Sie erfanden den ersten Corona-Impfstoff, und sie wollen die Krebsmedizin revolutionieren: Die drei Biontech-Gründer Ugur Sahin, Özlem Türeci und Christoph Huber sind jetzt neue Ehrenbürger von Mainz. Oberbürgermeister Michael Ebling zeichnete die drei Wissenschaftler am Donnerstag in Mainz mit der höchsten Ehrung der Stadt aus. „Das ist ein großes Glück für Mainz“, sagte Ebling bei der Verleihung. Durch die Weitsicht, den Mut und die außergewöhnlichen Fähigkeiten der drei Wissenschaftler sei Mainz die Stadt geworden, die der Welt den ersten mRNA-Impfstoff geschenkt habe.
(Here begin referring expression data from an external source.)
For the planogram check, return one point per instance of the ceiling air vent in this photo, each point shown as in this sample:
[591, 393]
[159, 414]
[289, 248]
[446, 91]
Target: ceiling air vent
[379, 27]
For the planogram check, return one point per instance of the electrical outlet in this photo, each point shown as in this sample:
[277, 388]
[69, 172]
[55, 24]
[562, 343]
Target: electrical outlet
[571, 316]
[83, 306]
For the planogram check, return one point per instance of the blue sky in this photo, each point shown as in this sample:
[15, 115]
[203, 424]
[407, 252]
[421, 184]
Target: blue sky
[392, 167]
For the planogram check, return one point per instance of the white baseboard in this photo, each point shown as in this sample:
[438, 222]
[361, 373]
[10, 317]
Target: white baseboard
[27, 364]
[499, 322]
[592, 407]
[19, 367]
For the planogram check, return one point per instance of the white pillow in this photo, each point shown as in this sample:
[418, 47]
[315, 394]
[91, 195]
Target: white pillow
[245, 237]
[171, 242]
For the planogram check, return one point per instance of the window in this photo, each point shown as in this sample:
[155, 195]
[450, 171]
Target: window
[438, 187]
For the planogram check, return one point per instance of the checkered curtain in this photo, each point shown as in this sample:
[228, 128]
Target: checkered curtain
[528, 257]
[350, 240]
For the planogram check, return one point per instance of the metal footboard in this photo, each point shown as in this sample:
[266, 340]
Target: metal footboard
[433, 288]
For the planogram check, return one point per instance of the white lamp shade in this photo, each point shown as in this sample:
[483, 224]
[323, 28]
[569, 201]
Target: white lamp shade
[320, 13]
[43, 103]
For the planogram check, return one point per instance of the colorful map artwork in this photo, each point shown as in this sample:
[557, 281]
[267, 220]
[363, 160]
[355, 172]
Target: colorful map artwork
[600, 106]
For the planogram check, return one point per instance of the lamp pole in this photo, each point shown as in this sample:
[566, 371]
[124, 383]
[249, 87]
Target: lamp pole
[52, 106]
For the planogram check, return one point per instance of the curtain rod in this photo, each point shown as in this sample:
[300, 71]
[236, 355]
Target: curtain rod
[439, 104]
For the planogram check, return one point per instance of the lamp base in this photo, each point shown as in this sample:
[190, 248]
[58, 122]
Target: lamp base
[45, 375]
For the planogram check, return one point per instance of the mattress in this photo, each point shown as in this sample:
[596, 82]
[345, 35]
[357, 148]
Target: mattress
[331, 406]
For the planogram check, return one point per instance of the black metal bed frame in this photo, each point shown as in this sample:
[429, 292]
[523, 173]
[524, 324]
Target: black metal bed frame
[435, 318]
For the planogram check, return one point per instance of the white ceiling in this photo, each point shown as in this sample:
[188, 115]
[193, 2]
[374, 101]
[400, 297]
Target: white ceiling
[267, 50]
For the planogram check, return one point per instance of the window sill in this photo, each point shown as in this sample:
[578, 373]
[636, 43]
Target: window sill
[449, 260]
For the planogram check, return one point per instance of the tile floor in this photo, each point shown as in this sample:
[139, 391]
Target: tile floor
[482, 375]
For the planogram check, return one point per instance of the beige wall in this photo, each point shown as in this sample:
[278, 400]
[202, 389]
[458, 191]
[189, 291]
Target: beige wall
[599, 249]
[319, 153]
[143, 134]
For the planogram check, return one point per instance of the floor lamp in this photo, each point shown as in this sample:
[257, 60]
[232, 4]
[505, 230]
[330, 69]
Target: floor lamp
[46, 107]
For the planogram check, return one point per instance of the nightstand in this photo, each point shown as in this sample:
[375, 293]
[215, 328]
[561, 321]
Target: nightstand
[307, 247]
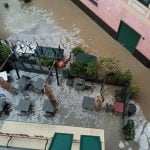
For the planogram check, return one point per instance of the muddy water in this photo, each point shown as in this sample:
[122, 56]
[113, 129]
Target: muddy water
[98, 42]
[101, 44]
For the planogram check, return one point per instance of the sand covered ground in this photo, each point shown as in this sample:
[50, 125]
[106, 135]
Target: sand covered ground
[32, 23]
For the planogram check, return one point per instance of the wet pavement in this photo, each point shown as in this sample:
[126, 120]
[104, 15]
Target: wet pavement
[25, 25]
[99, 43]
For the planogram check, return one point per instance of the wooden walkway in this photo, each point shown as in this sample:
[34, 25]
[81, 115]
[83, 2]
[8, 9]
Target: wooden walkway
[35, 136]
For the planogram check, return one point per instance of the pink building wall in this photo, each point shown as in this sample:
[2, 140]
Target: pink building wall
[113, 12]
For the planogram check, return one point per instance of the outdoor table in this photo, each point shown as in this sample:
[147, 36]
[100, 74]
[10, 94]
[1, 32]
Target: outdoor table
[24, 82]
[24, 105]
[88, 85]
[119, 107]
[131, 109]
[88, 103]
[38, 85]
[48, 107]
[79, 83]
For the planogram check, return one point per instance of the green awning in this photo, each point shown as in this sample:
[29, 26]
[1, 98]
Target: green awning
[85, 58]
[90, 143]
[61, 141]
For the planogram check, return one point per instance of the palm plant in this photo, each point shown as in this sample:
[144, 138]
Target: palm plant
[91, 69]
[5, 51]
[76, 50]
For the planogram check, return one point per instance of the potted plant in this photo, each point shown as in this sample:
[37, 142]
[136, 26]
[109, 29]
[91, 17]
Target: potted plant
[129, 131]
[76, 50]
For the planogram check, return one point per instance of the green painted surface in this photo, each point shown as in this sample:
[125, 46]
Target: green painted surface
[128, 37]
[90, 143]
[61, 141]
[145, 2]
[85, 58]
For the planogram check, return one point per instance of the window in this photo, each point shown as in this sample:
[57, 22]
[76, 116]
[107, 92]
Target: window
[95, 2]
[145, 2]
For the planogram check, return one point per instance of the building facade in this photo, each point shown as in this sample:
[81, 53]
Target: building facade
[127, 21]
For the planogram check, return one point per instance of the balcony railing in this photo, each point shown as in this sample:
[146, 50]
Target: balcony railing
[140, 8]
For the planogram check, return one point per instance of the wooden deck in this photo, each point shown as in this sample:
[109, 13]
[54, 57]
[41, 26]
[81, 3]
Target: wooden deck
[26, 134]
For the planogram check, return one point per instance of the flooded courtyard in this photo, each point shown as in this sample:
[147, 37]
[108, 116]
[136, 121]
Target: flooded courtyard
[55, 22]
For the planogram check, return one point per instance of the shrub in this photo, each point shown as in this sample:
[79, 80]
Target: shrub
[78, 68]
[77, 50]
[91, 69]
[123, 77]
[135, 91]
[108, 65]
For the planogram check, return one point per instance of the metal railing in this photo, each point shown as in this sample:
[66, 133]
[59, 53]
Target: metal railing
[140, 8]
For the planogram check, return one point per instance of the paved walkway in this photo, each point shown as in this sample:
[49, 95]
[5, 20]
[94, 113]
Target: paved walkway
[99, 43]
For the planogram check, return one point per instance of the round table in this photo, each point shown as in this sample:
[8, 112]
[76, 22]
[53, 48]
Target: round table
[131, 109]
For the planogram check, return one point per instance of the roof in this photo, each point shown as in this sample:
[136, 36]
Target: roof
[48, 107]
[55, 53]
[61, 141]
[85, 58]
[90, 143]
[45, 130]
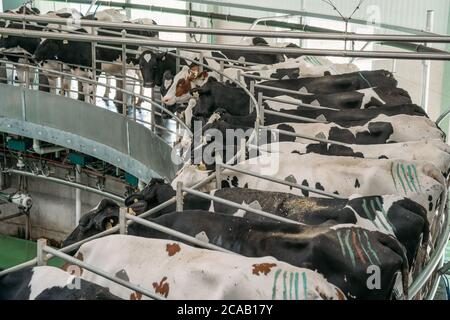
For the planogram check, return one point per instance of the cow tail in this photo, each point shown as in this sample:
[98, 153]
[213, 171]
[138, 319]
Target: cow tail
[399, 249]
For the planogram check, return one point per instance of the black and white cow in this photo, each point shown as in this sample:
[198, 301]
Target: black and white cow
[154, 64]
[320, 248]
[80, 53]
[380, 130]
[419, 181]
[333, 84]
[342, 117]
[434, 151]
[20, 49]
[50, 283]
[393, 215]
[173, 270]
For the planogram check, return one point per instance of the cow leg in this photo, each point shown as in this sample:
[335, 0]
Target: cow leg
[44, 82]
[65, 86]
[3, 73]
[107, 88]
[139, 100]
[118, 99]
[81, 95]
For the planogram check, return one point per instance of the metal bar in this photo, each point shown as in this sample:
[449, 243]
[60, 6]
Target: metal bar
[68, 183]
[236, 32]
[77, 195]
[290, 116]
[102, 273]
[177, 234]
[179, 196]
[303, 136]
[255, 49]
[427, 271]
[287, 183]
[248, 20]
[12, 216]
[426, 76]
[122, 220]
[239, 206]
[40, 255]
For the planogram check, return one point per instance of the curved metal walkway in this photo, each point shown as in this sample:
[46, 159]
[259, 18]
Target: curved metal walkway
[82, 127]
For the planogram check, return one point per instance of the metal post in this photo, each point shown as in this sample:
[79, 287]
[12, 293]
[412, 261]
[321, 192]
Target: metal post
[242, 150]
[77, 195]
[124, 74]
[261, 107]
[94, 67]
[222, 67]
[41, 256]
[179, 196]
[426, 65]
[123, 220]
[252, 91]
[153, 121]
[177, 61]
[218, 171]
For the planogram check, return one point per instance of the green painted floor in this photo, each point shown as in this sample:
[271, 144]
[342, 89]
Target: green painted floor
[14, 251]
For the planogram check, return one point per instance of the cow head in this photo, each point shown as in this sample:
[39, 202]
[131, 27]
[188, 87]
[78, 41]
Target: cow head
[152, 67]
[104, 216]
[180, 91]
[190, 175]
[49, 49]
[155, 193]
[205, 98]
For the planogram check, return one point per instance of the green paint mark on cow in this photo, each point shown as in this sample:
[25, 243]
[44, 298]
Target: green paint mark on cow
[274, 287]
[362, 246]
[406, 177]
[417, 176]
[393, 176]
[296, 285]
[305, 289]
[349, 248]
[411, 178]
[400, 178]
[291, 278]
[341, 243]
[369, 246]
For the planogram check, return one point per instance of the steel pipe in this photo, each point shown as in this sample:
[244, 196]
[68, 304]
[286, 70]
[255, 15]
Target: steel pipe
[239, 206]
[234, 32]
[102, 273]
[68, 183]
[203, 46]
[280, 181]
[176, 234]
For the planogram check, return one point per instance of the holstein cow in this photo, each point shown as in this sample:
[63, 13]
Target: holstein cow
[420, 181]
[174, 270]
[154, 64]
[380, 130]
[360, 99]
[50, 283]
[80, 53]
[434, 151]
[343, 117]
[190, 78]
[20, 49]
[214, 95]
[341, 253]
[332, 84]
[393, 215]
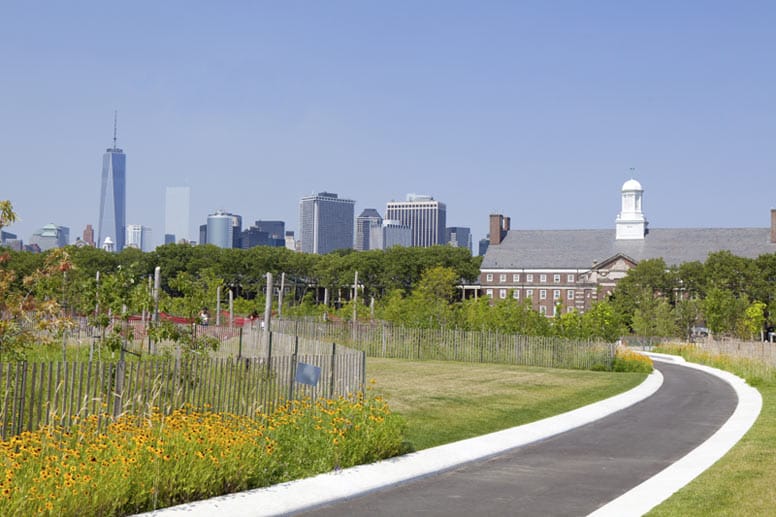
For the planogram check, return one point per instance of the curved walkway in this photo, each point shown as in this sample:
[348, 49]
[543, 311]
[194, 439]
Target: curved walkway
[541, 468]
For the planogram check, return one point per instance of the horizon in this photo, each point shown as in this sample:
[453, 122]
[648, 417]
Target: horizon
[536, 111]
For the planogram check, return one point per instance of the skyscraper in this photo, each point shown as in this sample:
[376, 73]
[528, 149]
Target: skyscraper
[459, 237]
[113, 196]
[368, 219]
[325, 223]
[424, 215]
[138, 236]
[177, 214]
[222, 229]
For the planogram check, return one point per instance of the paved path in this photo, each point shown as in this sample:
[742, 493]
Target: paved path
[573, 473]
[606, 454]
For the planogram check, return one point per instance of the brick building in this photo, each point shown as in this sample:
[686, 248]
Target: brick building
[565, 270]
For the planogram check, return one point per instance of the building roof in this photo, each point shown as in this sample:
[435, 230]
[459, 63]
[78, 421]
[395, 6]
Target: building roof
[580, 249]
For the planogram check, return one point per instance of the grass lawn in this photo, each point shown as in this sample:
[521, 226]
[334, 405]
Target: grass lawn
[445, 401]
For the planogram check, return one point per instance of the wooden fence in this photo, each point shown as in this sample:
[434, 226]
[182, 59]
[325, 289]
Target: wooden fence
[383, 340]
[36, 394]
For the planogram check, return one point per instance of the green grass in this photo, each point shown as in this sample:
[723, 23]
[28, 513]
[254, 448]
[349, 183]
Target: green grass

Der erste Impfstoff, der gegen das neue Coronavirus Sars-CoV-2 entwickelt wurde

Geehrt werden die drei Mediziner vor allem für die Erfindung des Corona-Impfstoffs Comirnaty vor genau zwei Jahren. Es war der erste Impfstoff, der gegen das neue Coronavirus Sars-CoV-2 entwickelt wurde – und der erste Impfstoff, der mit Hilfe der mRNA-Technologie entwickelt wurde. Grundlage dafür war Jahrzehnte lange Forschung in der Krebsmedizin, die Biontech-Gründer forschen bereits seit mehr als zwanzig Jahren an individualisierten Krebs-Behandlungsmethoden.

Der Krebsforscher Christoph Huber kam 1990 an die Mainzer Universitätsmedizin und baute hier einen neuen, innovativen Forschungsbereich in der Krebsmedizin auf. Huber, gebürtiger Österreicher, gilt als einer der Pioniere und Visionäre der immunologischen Krebsforschung, er holte 2001 das Ehepaar Ugur Sahin und Özlem Türeci nach Mainz. Gemeinsam gründeten die drei Forscher 2008 das Unternehmen Biontech zur Entwicklung von individuellen Immuntherapien gegen Krebs – damals schon auf der Basis von mRNA-Technologie.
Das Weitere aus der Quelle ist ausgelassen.